Here's the hard maple, the metal bar is 36" in long for size reference, didn't have a tape with me.

http://i178.Rule #2/albums/w249/jimmyjames1981/IMG_20130404_112848_617_zps1f199641.jpg


----------



## Kevin (Apr 4, 2013)

Nice, but I want to see those ugly red things! 

:irishjig:


----------



## jimmyjames (Apr 4, 2013)

I'm still waiting on the pesky pictures, the guy is computer handicapped..... I'm going up there tomorrow to check them out in person


----------



## woodtickgreg (Apr 5, 2013)

jimmyjames said:


> I'm still waiting on the pesky pictures, the guy is computer handicapped..... I'm going up there tomorrow to check them out in person


Take your camera


----------



## gvwp (Apr 5, 2013)

The Maple in the photo looks like silver Maple. Could be a different type in your area. Hard Maple, around here anyway, has a lighter color and is less course bark than soft Maple. Nice score either way. Should make very nice blanks!


----------



## woodtickgreg (Apr 5, 2013)

gvwp said:


> The Maple in the photo looks like silver Maple. Could be a different type in your area. Hard Maple, around here anyway, has a lighter color and is less course bark than soft Maple. Nice score either way. Should make very nice blanks!

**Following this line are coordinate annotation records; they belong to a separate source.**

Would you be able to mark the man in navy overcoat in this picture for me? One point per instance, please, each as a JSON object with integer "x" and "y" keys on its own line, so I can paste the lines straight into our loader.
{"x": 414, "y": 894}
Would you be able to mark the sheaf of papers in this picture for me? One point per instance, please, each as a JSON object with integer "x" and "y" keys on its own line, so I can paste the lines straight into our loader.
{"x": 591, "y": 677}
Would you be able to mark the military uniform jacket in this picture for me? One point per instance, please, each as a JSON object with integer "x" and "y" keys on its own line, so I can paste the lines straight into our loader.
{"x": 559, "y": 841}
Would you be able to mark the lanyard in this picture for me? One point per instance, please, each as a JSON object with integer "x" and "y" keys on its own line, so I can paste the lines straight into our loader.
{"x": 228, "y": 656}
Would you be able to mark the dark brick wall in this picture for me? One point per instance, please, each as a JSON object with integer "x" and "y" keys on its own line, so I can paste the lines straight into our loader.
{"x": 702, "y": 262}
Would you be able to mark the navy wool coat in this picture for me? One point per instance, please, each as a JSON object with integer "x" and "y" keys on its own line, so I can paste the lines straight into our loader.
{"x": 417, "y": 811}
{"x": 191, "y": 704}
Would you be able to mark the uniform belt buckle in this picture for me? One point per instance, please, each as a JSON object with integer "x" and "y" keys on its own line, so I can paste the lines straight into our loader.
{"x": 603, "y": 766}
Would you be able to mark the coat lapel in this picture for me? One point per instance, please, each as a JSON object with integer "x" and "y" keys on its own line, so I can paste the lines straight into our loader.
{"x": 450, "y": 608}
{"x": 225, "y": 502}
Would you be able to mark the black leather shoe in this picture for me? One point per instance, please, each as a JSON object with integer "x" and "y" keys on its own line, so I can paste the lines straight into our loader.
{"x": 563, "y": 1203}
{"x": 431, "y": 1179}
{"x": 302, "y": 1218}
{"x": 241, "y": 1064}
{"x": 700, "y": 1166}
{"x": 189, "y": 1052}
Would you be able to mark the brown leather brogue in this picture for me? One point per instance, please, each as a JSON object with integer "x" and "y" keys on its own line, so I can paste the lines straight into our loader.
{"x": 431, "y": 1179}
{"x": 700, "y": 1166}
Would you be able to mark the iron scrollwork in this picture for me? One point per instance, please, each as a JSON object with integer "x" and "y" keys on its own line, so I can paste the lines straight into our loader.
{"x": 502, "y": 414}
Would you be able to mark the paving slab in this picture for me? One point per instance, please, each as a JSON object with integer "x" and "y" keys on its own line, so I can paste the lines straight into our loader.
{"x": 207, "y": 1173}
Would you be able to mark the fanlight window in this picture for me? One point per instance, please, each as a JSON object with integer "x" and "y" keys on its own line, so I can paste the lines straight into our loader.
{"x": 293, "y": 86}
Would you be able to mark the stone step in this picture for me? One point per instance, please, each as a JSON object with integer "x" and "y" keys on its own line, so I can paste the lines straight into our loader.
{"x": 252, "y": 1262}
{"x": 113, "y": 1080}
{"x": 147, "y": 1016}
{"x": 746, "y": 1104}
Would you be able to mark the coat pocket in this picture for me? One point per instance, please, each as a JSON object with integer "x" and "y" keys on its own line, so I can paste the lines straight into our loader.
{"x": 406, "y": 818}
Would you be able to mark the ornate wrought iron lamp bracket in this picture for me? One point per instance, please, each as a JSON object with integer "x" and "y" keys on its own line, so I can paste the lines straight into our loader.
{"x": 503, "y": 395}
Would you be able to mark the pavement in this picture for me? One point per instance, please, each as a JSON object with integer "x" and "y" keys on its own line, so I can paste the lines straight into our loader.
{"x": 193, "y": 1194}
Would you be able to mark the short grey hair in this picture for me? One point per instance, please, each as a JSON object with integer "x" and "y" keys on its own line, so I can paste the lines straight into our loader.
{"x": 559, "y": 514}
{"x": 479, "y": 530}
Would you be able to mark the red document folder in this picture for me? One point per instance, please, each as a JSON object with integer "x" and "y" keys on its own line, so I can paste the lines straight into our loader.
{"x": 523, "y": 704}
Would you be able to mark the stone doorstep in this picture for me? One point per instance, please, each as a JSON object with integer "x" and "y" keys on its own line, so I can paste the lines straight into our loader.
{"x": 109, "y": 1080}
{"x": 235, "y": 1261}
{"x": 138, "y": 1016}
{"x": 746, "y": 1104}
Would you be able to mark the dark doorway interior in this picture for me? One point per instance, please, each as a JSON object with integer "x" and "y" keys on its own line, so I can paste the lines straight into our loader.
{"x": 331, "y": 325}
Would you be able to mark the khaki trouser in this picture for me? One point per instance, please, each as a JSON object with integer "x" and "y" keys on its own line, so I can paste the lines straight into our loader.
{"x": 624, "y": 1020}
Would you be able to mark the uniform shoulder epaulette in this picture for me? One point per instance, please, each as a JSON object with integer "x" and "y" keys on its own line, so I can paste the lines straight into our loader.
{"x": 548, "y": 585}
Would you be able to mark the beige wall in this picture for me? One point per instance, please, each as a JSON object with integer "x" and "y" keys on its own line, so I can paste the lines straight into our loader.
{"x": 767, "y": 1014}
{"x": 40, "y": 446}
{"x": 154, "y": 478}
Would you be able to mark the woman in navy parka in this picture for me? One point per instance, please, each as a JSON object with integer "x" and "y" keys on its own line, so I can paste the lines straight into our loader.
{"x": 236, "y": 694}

My experience with maples has been the smoother the bark the harder the wood, rough or shagy bark meant softer wood.


----------



## jimmyjames (Apr 5, 2013)

gvwp said:


> The Maple in the photo looks like silver Maple. Could be a different type in your area. Hard Maple, around here anyway, has a lighter color and is less course bark than soft Maple. Nice score either way. Should Also nice blanks!



I'm quite sure its a hard maple, it has the peeling bark, the soft silver maples around here have deeper furrowed non peeling bark, and is much softer cutting. This log has been sitting for a couple weeks so the cut ends have yellowed quite a bit from the sun. Also it has some mineral stain in it as well .The higher up branches have the smooth bark that's more common to the smaller hard sugar maples. Plus with when I bucked the ends its much harder then a soft maple, I had a brand new chain on and the saw didn't like it one bit.... and this guys getting milled into big old 9/4 slabs, the smaller logs are going to be 4 and 8/4 lumber and also will cut a couple 16/4 slabs down into 4x4's. The higher up limbs have some cool staining in them, almost purple in the heartwood. 

I cut this chunk yesterday and took the picture today so the wood had a chance to discolor from sitting in the sun all day so it doesn't show the color very well but you get the idea

http://i178.Rule #2/albums/w249/jimmyjames1981/IMG_20130404_134432_381_zps1a397d71.jpg


----------